The Associated Press
Highlight in History
On Sept. 11, 2001, nearly 3,000 people were killed on America’s worst day of terrorism as 19 al-Qaida terrorists hijacked four passenger jetliners. Two planes smashed into New York’s World Trade Center, causing the twin towers to fall; one plowed into the Pentagon; and the fourth was crashed into a field in western Pennsylvania.
On this date
In 1777, during the American Revolution, forces under Gen. George Washington were defeated by the British in the Battle of Brandywine.
In 1814, an American fleet scored a decisive victory over the British in the Battle of Lake Champlain in the War of 1812.

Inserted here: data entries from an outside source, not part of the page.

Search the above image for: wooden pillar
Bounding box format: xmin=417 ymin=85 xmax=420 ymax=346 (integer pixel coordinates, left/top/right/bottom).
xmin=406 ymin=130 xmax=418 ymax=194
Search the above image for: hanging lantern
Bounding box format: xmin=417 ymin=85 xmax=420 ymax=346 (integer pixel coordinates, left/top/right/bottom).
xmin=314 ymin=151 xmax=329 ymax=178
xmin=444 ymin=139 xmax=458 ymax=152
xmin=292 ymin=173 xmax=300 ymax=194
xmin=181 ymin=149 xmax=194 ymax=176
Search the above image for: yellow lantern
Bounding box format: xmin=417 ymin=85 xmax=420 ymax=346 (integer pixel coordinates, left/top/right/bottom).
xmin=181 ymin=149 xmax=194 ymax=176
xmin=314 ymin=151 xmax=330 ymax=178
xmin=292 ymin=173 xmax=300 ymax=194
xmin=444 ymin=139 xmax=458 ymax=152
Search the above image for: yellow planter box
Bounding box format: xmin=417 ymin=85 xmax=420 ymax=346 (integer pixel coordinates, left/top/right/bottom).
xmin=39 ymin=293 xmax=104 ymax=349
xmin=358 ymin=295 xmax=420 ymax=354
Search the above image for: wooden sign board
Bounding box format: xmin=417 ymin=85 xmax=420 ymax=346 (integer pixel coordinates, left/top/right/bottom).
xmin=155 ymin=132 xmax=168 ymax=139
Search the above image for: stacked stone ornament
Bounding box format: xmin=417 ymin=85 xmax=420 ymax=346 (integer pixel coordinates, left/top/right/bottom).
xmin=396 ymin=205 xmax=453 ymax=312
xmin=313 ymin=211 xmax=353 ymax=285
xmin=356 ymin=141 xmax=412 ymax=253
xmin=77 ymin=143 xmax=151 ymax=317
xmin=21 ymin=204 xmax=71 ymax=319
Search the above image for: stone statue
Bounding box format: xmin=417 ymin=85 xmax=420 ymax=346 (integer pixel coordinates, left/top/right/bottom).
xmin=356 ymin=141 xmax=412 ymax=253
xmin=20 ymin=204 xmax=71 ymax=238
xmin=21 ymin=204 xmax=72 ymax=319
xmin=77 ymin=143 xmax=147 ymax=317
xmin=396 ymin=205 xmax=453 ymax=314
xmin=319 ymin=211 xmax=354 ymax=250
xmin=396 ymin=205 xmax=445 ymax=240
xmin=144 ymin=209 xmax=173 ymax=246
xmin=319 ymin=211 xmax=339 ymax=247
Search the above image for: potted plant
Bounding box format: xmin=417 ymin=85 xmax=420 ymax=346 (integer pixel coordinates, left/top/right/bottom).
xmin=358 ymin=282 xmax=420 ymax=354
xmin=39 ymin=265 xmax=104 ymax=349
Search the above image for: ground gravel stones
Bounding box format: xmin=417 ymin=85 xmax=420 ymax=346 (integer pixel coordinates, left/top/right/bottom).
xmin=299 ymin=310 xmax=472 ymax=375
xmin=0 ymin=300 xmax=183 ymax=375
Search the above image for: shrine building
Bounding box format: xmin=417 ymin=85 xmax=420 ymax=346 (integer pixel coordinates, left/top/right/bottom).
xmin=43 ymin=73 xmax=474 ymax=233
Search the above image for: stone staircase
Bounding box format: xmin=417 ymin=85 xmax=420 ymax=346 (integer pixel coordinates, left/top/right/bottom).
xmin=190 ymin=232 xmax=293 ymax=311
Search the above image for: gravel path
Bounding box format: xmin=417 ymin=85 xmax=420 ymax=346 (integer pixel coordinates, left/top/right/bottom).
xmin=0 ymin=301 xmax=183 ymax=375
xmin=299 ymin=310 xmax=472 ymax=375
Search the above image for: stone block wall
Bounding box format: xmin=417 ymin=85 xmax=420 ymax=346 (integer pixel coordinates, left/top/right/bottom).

In 1941, groundbreaking took place for the Pentagon, now headquarters of the U.S. Department of Defense.
Ten years ago
With words of comfort and resolve, President George W. Bush joined the nation in remembering “how it began and who fell first” in the terrorist attacks of one year earlier. Defiant Palestinian legislators forced the resignation of Yasser Arafat’s 21-member Cabinet. Death claimed actress Kim Hunter at age 79 and football Hall of Famer Johnny Unitas at age 69.
Five years ago
Russian state television reported that Russia’s military had successfully tested what it described as the world’s most powerful non-nuclear air-delivered bomb, nicknamed the “dad of all bombs.” A militant group called Islamic Jihad Union claimed responsibility for foiled bombings that targeted Ramstein U.S. Air Base as well as U.S. and Uzbek consulates in Germany. A new Osama bin Laden videotape was released on the sixth anniversary of the Sept. 11 attacks. China signed an agreement to prohibit the use of lead paint on toys exported to the United States.
One year ago
The nation, and the world, paused to remember the 10th anniversary of the 9/11 terrorist attacks. In New York, a tree-covered memorial plaza at ground zero opened to the families of the victims for the first time. President Barack Obama, after visiting the sites where terrorists struck, declared: “It will be said of us that we kept that faith; that we took a painful blow, and emerged stronger.”
Australian Sam Stosur beat Serena Williams, pulling off a 6-2, 6-3 upset in the U.S. Open for her first Grand Slam title.